Na's village was chosen as the construction site for the Olympic Park in August 2002. While most villagers found it difficult to leave their homes, Na's 71-year-old father Na Zhong was the first villager to accept government relocation arrangements.

After moving to his new apartment in Beijing's northern suburbs, the father spent several hours traveling on buses back to his former village almost every day to see the construction of the Olympic competition venue progressing.

In March 2004, the father was one of the first selected torchbearers and the oldest for the Athens Olympics torch relay. He completed the 400-meter run, but soon afterward died of a heart attack, meaning he missed the second part of his Olympic ambition, to see the games in Beijing.

Na Heli is bidding to become an Olympic torchbearer for next year, in memory of his father's long-cherished Olympic dream. Even if he does not get the opportunity to eventually run with the Olympic torch, he has still made contributions to the Beijing Olympics in his daily work. Like most of his fellow villagers, he took a job offered by Beijing Xin'ao Group, the developer of the Olympic Park, after losing his farmland to the project. He is now a manager in the company's property management department.

Optimistic about the future use of the Olympic Park as a business and entertainment center after 2008, Na said, "The Olympics will only lift the curtain for a boom in this area."

Ancient city

Beijing, with a recorded history of more than 2,000 years, was built as the national capital for a unified regime in the late 13th century. Today Beijing is one of a few cities in the world that maintains an ancient city layout, with a symmetrical plan on a north-to-south axis.
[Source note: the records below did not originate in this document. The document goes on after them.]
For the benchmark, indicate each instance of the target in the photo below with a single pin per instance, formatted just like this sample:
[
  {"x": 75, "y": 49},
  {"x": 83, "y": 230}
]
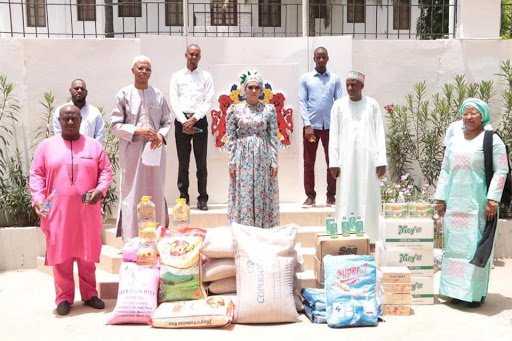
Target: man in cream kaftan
[
  {"x": 140, "y": 115},
  {"x": 357, "y": 154}
]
The axis of the ancient city starts from Yongdingmen in the south and ends at the Bell Tower in the north over a distance of 7.8 km, with the Forbidden City, the imperial palace, as the axle center. The buildings and space along the axis were invariably symmetrical, mapping the fluctuant contours of the city. On this axis was the cream of urban architectural construction and urban planning. Even today, the axis remains the most important cultural vein of the city, presenting a blend of urban sights and natural scenery.

The landscape designers for the Olympic Park, Sasaki Associates and Tianjin Huahui Architecture and Design Company, defeated 86 competitors for the job by combining historical themes with the city's ancient plan. The Olympic Park is an extension to an expansion of the city's north axis made for the 11th Asian Games in 1990.

The two design partners planned a 2.3 km-long boulevard across the Olympic Park, which is geographically an extension of the axis to the north and symbolizes the timeline of Chinese history from 3,000 B.C. to present day. Replicas of China's most recognizable artifacts and architecture from different dynasties in Chinese history will lie along the boulevard according to a historical timeline. A 48-meter high hill will be built at the Olympic Park. People standing on top of the hill will be able to overlook the Bird's Nest, the Forbidden City and Tiananmen Square, which all stand neatly on the city axis.

Top honor

Located at the northern end of the Beijing Olympic Park is a 680-hectare forest park, known as the "city axis leading to nature" by its designers. Fully grown trees will forest about 80 percent of this park.

In May, the design of the forest park, by the Urban Planning and Design Institute of Tsinghua University, grabbed top honor at an international garden design competition in Rome.